Migration-mitigated crossover of organic redox anions across a proton-exchange membrane

Abstract

The two-electron oxygen reduction reaction (ORR), powered by affordable renewable energy, presents a more promising and sustainable approach to hydrogen peroxide production than traditional methods. In this study, we introduce a membrane electrolyzer for ORR-to-H₂O₂ generation. The conducting polymer poly(3,4-ethylenedioxythiophene):poly(styrene sulfonate) (PEDOT:PSS) acts as the cathode that aids the oxygen reduction reaction through a two-electron pathway to produce H₂O₂. At the anode, we employed the oxidation of a model organic molecule, 4,5-dihydroxy-1,3-benzenedisulfonic acid disodium salt monohydrate (tiron).

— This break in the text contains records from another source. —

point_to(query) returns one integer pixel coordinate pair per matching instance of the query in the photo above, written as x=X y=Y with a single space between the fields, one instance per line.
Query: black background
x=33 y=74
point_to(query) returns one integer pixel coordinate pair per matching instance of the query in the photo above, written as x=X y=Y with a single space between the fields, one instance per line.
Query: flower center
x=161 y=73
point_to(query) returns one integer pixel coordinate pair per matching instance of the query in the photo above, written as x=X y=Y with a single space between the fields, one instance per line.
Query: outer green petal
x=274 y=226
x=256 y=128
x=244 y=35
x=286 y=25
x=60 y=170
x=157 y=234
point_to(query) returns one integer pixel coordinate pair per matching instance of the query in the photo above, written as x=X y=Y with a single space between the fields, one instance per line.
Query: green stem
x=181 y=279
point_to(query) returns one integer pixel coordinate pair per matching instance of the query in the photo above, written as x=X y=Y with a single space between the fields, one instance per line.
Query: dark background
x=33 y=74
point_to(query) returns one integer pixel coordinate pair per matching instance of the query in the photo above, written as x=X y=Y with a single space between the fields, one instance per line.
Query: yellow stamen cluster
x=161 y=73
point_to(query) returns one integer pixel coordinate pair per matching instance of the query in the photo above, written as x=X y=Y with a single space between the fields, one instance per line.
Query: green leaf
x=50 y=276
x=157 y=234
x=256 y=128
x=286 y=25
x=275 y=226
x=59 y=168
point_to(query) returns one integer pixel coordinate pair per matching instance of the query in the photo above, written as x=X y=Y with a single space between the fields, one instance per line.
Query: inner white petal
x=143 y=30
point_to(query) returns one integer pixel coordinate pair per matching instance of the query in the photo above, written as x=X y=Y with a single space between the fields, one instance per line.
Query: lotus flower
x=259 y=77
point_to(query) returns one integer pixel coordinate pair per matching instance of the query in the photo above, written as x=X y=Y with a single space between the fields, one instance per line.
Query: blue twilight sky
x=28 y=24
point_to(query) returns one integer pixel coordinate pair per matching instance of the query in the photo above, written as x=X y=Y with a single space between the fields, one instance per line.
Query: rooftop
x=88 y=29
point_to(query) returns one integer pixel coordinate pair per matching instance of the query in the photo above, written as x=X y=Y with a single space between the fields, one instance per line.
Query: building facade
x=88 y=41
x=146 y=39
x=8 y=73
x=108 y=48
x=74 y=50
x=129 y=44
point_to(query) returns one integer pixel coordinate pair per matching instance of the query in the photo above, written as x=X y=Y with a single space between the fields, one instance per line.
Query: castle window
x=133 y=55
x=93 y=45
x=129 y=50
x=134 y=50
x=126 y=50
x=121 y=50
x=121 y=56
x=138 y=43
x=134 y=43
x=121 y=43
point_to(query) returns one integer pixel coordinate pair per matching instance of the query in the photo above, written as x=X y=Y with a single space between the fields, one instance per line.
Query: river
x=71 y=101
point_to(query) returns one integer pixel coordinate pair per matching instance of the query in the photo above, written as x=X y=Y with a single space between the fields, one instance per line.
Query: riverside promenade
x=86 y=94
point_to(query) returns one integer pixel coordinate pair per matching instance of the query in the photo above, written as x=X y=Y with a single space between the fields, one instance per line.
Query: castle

This catalyst-free anode process, as an alternative to the sluggish water oxidation reaction commonly used in classical electrolyzers, reduces voltage loss to release protons, cross the membrane, and feed the ORR at the cathode. Our study investigated the often-neglected issue of organic crossover during electrolyzer operation and its significant impact on transport behavior. This research paves the way for the development of crossover-free flow cells, extending the realm of electrochemical devices based on the electrolyte fed and the membrane.